Perl speaks NONMEM (PsN)
Rikard Nordgren (1), Sebastian Ueckert (1), Gunnar Yngman (1), Piyanan Assawasuwannakit (1), Andrew C. Hooker (1) and Mats O. Karlsson (1)
(1) Department of Pharmaceutical Biosciences, Uppsala University, Sweden
PsN [1][2][3] is an open source toolbox for population PK/PD model building using NONMEM. It has broad functionality ranging from results extraction to advanced computer-intensive statistical methods. PsN simplifies the organization of NONMEM output files, helps with starting jobs on different types of clusters (i.e. slurm, torque, sge and lsf) and can perform a cornucopia of different statistical, computational and other methods, including: benchmark – combinatoric benchmarking of different NONMEM control stream settings, bootstrap – assessing uncertainty of parameter estimates, cdd – case deletion diagnostic to look for influential individuals, crossval – model cross validation, frem – full random effects modelling, llp – log likelihood profiling, nmoutput2so – converting NONMEM results into the standard output file format, parallel_retries – estimate the same model multiple times with different initial parameter estimates, qa – fast and automatic assumption assessment and quality assurance of models, resmod – residual modelling for quickly assessing appropriateness of structural and residual error models, scm – stepwise covariate model, simeval – simulation evaluation diagnostics of outliers, sir – sampling importance resampling for parameter uncertainty assessment, sse – stochastic simulation and estimation, transform – do changes to a model programmatically and vpc – visual predictive check.

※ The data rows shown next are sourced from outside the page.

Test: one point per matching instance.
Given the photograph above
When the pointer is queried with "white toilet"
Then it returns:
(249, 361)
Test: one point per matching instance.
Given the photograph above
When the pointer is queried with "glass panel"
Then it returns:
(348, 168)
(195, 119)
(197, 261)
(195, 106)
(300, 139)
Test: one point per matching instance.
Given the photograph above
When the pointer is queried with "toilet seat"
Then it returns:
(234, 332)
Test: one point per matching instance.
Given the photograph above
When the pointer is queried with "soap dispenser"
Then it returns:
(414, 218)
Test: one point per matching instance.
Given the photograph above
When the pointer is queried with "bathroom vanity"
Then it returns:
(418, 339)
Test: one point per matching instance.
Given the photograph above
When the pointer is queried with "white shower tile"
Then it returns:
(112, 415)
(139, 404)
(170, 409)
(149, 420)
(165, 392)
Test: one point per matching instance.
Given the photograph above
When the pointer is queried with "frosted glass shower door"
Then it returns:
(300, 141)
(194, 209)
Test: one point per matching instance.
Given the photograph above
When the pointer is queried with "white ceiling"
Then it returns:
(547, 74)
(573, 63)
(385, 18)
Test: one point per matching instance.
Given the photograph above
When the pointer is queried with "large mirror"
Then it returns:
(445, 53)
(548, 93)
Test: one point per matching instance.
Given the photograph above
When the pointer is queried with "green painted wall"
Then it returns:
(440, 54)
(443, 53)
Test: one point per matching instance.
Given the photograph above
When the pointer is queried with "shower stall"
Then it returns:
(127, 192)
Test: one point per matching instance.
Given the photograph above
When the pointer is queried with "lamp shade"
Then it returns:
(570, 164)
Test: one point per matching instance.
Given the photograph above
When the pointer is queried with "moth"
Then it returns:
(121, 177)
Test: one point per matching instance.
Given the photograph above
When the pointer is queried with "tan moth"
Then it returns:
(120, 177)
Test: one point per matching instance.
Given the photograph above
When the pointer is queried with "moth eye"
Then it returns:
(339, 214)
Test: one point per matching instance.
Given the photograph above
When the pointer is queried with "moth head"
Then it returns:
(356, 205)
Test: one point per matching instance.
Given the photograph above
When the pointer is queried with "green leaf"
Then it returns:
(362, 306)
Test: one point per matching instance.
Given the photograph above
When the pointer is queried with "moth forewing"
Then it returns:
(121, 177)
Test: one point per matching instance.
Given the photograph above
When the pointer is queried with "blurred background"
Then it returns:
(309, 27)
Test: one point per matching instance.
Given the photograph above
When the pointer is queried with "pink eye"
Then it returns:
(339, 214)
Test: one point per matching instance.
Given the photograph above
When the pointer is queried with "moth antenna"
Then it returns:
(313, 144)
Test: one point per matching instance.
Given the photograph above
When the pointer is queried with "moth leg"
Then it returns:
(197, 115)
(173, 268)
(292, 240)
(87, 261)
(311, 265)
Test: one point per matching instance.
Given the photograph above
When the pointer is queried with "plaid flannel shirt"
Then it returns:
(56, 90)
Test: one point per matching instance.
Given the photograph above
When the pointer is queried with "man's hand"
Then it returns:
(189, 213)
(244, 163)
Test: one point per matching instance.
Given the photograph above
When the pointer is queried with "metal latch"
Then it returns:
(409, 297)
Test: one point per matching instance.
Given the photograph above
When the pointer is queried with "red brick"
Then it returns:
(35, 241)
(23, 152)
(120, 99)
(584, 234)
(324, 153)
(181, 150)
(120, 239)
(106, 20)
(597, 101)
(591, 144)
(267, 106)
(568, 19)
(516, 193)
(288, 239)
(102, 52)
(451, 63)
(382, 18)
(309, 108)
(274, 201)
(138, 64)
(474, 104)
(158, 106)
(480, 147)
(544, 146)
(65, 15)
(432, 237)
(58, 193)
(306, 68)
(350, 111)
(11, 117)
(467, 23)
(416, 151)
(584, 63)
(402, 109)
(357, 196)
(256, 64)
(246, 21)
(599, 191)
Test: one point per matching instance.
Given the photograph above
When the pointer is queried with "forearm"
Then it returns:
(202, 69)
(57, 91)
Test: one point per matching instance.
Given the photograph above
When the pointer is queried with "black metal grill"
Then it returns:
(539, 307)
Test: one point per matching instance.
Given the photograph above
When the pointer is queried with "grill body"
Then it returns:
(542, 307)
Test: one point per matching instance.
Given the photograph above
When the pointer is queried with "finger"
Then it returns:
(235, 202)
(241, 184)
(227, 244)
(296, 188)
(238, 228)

Updates to PsN since PAGE 2018 include improvement of the qa tool. Extensive testing of many different input models has been performed and improvements to tools used by qa has been made to support a wider range of ways of coding models. Efforts has also been put in to make the output of qa easier to understand and interpret. The R code included in PsN for the automatic plotting via the -rplots functionality has been moved in parts to a new R package called “PsNR”. This makes it easier to install other R package dependencies. The installation of PsNR can be done at PsN install time or at any time before or later using the R devtools package. Minor uppdates include the addition of the new clean-level 5, the common option debug_rmd to retain the tex file adter rendering rmarkdown with -rplots and a stratification option for cross validation.
PsN can automatically generate plots for most of the different tools by adding the -rplots option. This automatically generates documents with, for example, visual predictive checks as part of the PsN output, without the need to manually run any R script. Many of these plots use functionality in the Xpose4 R package [4]. It is possible to customize the plots or replace them entirely by using custom R templates. These templates can either be plain R or R Markdown.
PsN is freely available at https://uupharmacometrics.github.io/PsN, the userguides for the different tools can be found at https://uupharmacometrics.github.io/PsN/docs.html and the new R package needed for R plots can be found at https://github.com/UUPharmacometrics/PsNR.
References:
[1] Lindbom L, Ribbing J, Jonsson EN. Perl-speaks-NONMEM (PsN)--a Perl module for NONMEM related programming. Comput Methods Programs Biomed. 75(2):85-94.
[2] Lindbom L, Pihlgren P, Jonsson EN. PsN-Toolkit--a collection of computer intensive statistical methods for non-linear mixed effect modeling using NONMEM. Comput Methods Programs Biomed. 79(3):241-57.
[3] Keizer RJ, Karlsson MO, Hooker A. Modeling and Simulation Workbench for NONMEM: Tutorial on Pirana, PsN, and Xpose. CPT Pharmacometrics Syst Pharmacol. (2013) 2, e50.
[4] Jonsson EN, Karlsson MO. Xpose--an S-PLUS based population pharmacokinetic/pharmacodynamic model building aid for NONMEM. Computer Methods and Programs in Biomedicine. 58(1):51-64.